Zara to start charging Spanish shoppers for returning items bought online. Customers in Spain will now have to pay €1.95 to return an order, unless they take it to a brick-and-mortar shop or third-party drop-off points where returns remain free. The fee applies for all Inditex brands, which include Pull & Bear and Massimo Dutti, according to a company spokesperson.
THE BUSINESS OF BEAUTY
Kering creates new beauty division. Former Estée Lauder executive Raffaella Cornaggia has been named CEO of the unit, which will develop beauty for the French group’s brands, including Bottega Veneta, Balenciaga and Alexander McQueen.
Sephora responds to claim its clean beauty programme is anything but. The LVMH-owned beauty retailer asked a federal judge to dismiss a lawsuit alleging its “Clean at Sephora” designation is false advertising.
Estée Lauder expects smaller fall in 2023 sales on resilient demand. Analysts expect China’s move in early December to relax Covid curbs and lift some travel restrictions to benefit luxury and beauty companies that had flagged a hit to sales in the country from its strict zero-Covid policy. The conglomerate is also seeing strong demand in skin care and fragrance.
E.l.f. Beauty raised its full year 2023 outlook. The beauty company expects sales between $541 million and $545 million, up from an earlier outlook of between $478 million and $486 million.
Highsnobiety launches beauty vertical. The publisher will bring its youth-centric POV to the beauty space with a dedicated section, launching Feb. 2.
LVMH, L’Oréal among suitors for stake in Aesop. Japanese beauty group Shiseido Co. is also studying a potential bid for an interest in Aesop, the people said, asking not to be identified discussing confidential information.
Eurazeo quietly sold stake in Pat McGrath Labs in 2021, BoF has learned. Eurazeo Brands, a division of the publicly traded Paris-based private equity, sold its stake in the beauty brand after investing $60 million in 2018 — a deal that valued the company at $1 billion.
Ariana Grande to buy beauty brand assets for $15 million. The agreement to purchase r.e.m.’s physical assets, including existing inventory, from Forma Brands is valued at roughly $15 million.
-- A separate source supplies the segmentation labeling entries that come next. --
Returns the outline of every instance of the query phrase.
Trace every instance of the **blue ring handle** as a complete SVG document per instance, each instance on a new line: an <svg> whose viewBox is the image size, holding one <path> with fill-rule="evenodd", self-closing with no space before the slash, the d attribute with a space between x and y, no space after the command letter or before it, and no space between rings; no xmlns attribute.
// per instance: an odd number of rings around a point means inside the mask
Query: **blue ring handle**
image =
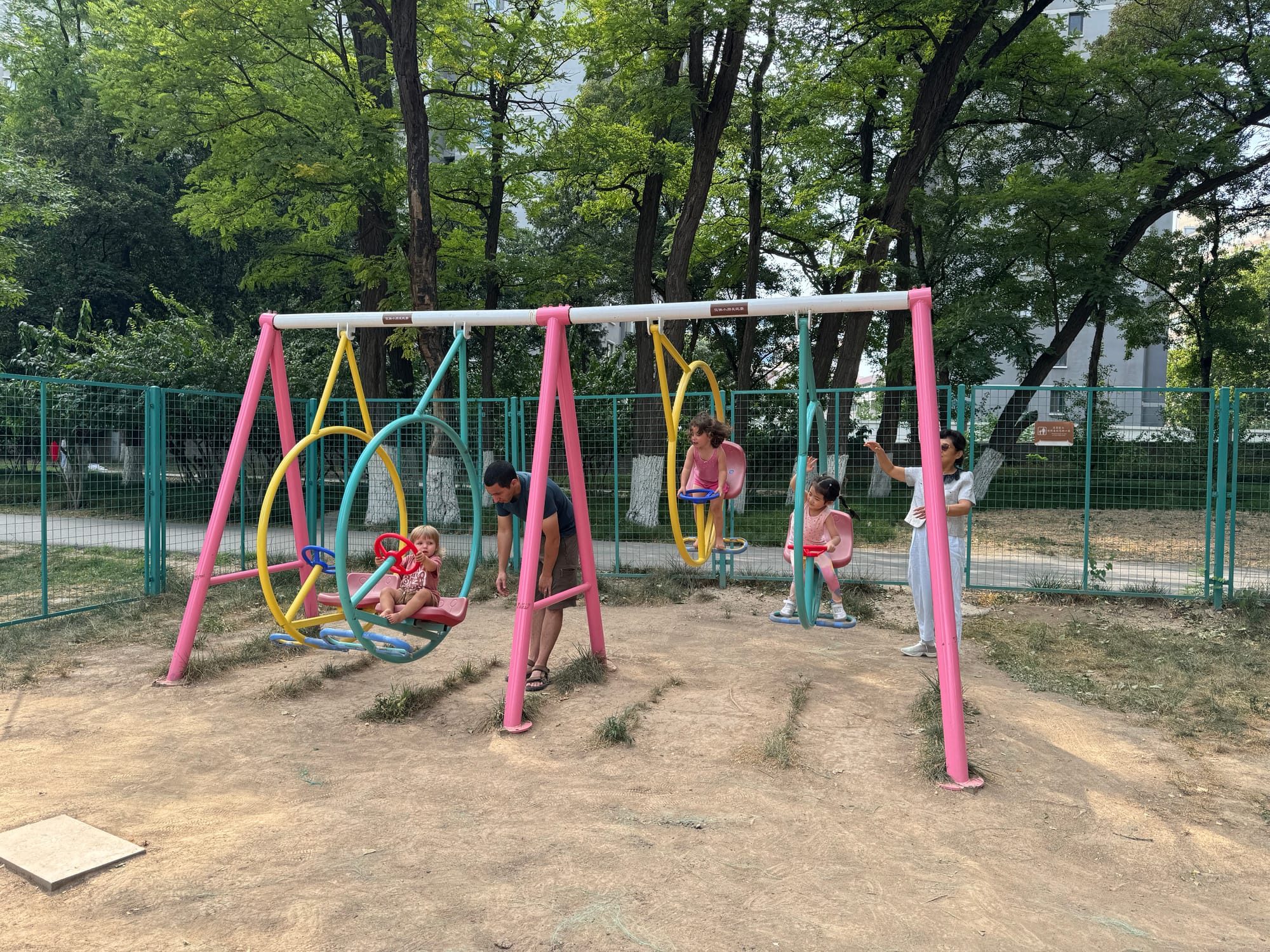
<svg viewBox="0 0 1270 952"><path fill-rule="evenodd" d="M324 562L321 559L319 559L316 555L314 555L315 552L325 555L325 556L330 556L331 560L335 559L335 553L331 552L329 548L323 548L321 546L305 546L304 548L300 550L300 561L302 561L305 565L307 565L310 567L312 567L315 565L320 565L324 574L326 574L326 575L334 575L335 574L335 566L331 565L331 564Z"/></svg>
<svg viewBox="0 0 1270 952"><path fill-rule="evenodd" d="M710 503L719 498L716 489L685 489L679 491L679 499L685 503Z"/></svg>

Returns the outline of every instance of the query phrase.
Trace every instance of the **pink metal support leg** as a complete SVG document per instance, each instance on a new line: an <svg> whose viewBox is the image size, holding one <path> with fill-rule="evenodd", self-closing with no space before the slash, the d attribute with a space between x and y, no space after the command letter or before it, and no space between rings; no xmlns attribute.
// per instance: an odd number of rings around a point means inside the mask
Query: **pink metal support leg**
<svg viewBox="0 0 1270 952"><path fill-rule="evenodd" d="M512 732L528 730L522 720L525 707L525 669L528 665L530 631L537 602L537 565L542 537L542 504L547 494L547 472L551 462L551 433L555 426L556 396L560 397L560 429L564 434L565 459L569 466L569 493L573 498L574 524L578 527L578 557L582 562L582 585L587 599L587 630L591 650L605 656L605 630L599 614L599 588L596 580L594 545L591 538L591 515L587 510L587 484L582 468L582 442L578 437L578 411L573 400L573 374L565 327L568 307L540 307L538 324L545 324L542 347L542 386L538 390L538 419L533 432L533 463L530 475L530 508L525 519L525 541L521 547L521 580L516 593L516 623L512 628L512 659L507 677L507 701L503 706L503 727ZM541 479L540 479L541 477ZM554 593L566 598L568 593Z"/></svg>
<svg viewBox="0 0 1270 952"><path fill-rule="evenodd" d="M243 402L239 405L237 421L234 424L234 437L230 439L230 452L225 457L225 468L221 471L221 484L216 487L212 518L207 523L207 534L203 536L203 548L198 553L194 579L189 586L189 600L185 602L185 614L180 619L180 630L177 635L177 647L171 652L168 677L156 680L156 685L177 684L185 673L185 665L189 663L189 652L194 647L194 636L198 633L198 619L203 614L203 602L207 599L207 585L212 579L212 572L216 569L216 556L221 550L225 519L229 517L230 504L234 501L234 493L237 489L239 467L243 465L246 440L251 434L251 423L255 420L255 407L260 401L260 391L264 388L264 373L269 369L277 340L278 331L273 326L273 315L262 314L260 340L255 345L251 372L248 374L246 390L243 393Z"/></svg>
<svg viewBox="0 0 1270 952"><path fill-rule="evenodd" d="M278 439L282 454L286 456L296 446L296 429L291 420L291 391L287 386L287 364L282 357L282 334L273 339L273 354L269 358L269 376L273 377L273 404L278 414ZM287 503L291 505L291 531L296 537L296 559L309 545L309 518L305 512L305 490L300 482L300 459L293 459L287 468ZM264 552L257 552L255 559L264 559ZM318 614L318 593L305 597L305 614Z"/></svg>
<svg viewBox="0 0 1270 952"><path fill-rule="evenodd" d="M540 308L538 322L542 324ZM503 703L503 727L512 732L527 731L531 721L521 718L525 707L525 669L530 664L530 630L533 626L533 603L537 600L538 551L542 542L542 505L547 498L547 470L551 463L551 430L555 425L556 380L560 352L564 349L564 324L547 320L547 339L542 347L542 385L538 388L538 420L533 429L533 462L530 466L530 508L525 517L521 543L521 579L516 586L516 622L512 626L512 659L507 673L507 698Z"/></svg>
<svg viewBox="0 0 1270 952"><path fill-rule="evenodd" d="M556 317L561 325L569 321L569 310ZM569 348L560 329L560 432L564 434L564 454L569 462L569 495L573 499L573 519L578 527L578 559L582 562L582 583L587 585L587 632L593 654L605 656L605 621L599 614L599 583L596 579L596 550L591 541L591 513L587 509L587 482L582 468L582 440L578 437L578 407L573 400L573 372L569 368Z"/></svg>
<svg viewBox="0 0 1270 952"><path fill-rule="evenodd" d="M935 390L935 340L931 329L931 289L908 292L913 312L913 369L917 383L917 432L922 447L922 485L926 493L926 546L931 561L935 600L935 645L939 652L940 706L944 711L944 753L952 783L946 790L982 787L970 777L965 754L965 717L961 707L961 663L958 658L956 614L952 607L952 566L949 557L947 513L944 500L944 463L940 459L940 404Z"/></svg>

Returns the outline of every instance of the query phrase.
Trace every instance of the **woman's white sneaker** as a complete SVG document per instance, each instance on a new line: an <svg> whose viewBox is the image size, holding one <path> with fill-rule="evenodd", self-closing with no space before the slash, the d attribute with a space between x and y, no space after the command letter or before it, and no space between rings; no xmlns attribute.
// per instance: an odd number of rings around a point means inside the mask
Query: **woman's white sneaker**
<svg viewBox="0 0 1270 952"><path fill-rule="evenodd" d="M909 658L935 658L935 642L918 641L916 645L899 649L899 654L908 655Z"/></svg>

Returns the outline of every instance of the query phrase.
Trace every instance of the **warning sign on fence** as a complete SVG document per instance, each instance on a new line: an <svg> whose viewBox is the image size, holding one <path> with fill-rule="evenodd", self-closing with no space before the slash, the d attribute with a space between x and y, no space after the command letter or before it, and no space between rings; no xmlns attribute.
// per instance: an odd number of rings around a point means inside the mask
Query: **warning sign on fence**
<svg viewBox="0 0 1270 952"><path fill-rule="evenodd" d="M1076 424L1071 420L1038 420L1033 443L1039 447L1069 447L1076 442Z"/></svg>

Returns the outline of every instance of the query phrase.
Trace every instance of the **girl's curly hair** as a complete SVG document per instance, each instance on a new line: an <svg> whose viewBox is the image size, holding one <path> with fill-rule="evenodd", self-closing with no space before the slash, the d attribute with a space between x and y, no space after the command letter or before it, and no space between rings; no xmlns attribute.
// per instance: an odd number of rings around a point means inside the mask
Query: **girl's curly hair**
<svg viewBox="0 0 1270 952"><path fill-rule="evenodd" d="M723 442L728 439L728 435L732 433L732 426L729 426L723 420L716 420L710 414L697 414L696 416L692 418L692 421L688 424L688 433L691 434L692 430L698 430L700 433L709 433L710 446L718 449L720 446L723 446Z"/></svg>

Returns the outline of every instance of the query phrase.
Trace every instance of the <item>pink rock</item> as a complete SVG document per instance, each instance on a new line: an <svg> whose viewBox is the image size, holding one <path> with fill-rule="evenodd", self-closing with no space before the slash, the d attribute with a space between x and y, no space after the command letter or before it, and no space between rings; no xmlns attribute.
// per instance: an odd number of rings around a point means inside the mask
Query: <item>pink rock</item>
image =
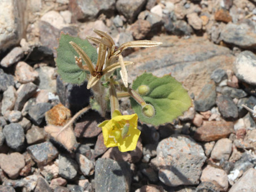
<svg viewBox="0 0 256 192"><path fill-rule="evenodd" d="M25 166L24 157L19 152L13 152L10 155L1 154L0 167L10 178L16 178L22 168Z"/></svg>
<svg viewBox="0 0 256 192"><path fill-rule="evenodd" d="M33 68L23 62L20 62L16 66L15 77L17 80L21 84L33 82L38 77L38 73Z"/></svg>
<svg viewBox="0 0 256 192"><path fill-rule="evenodd" d="M228 187L228 176L224 170L207 165L200 177L202 182L211 182L219 187L221 191L225 191Z"/></svg>

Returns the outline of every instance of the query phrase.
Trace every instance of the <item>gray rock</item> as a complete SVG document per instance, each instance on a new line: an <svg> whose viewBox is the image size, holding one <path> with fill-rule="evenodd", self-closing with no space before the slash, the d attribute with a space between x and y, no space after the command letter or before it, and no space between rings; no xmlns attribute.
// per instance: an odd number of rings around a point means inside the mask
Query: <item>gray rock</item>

The transaction needs approval from the judge overseeing the bankruptcy case, according to court documents filed on Jan. 27.
Paco Rabanne dies at 88. The Spanish designer best known for his Space-Age aesthetic, use of metallics and swift-selling fragrances had been out of the public eye since his retirement in 1999.
Creative director Ruba Abu-Nimah departs Tiffany & Co. The designer joined the brand as a jewellery outsider in March 2021, reporting to Alexandre Arnault, executive vice president of product and communications, following LVMH’s takeover in January.
Kim Kardashian’s Skims hires first chief commercial officer. The shapewear, intimates and loungewear label has recruited Robert Norton, formerly president of Moncler Americas, to the newly created role, the company confirmed in a LinkedIn post Monday.
Kohl’s names Kingsbury as permanent CEO. The executive has served as the retailer’s interim chief since December, after CEO Michelle Gass left Kohl’s for jeans maker Levi Strauss & Co.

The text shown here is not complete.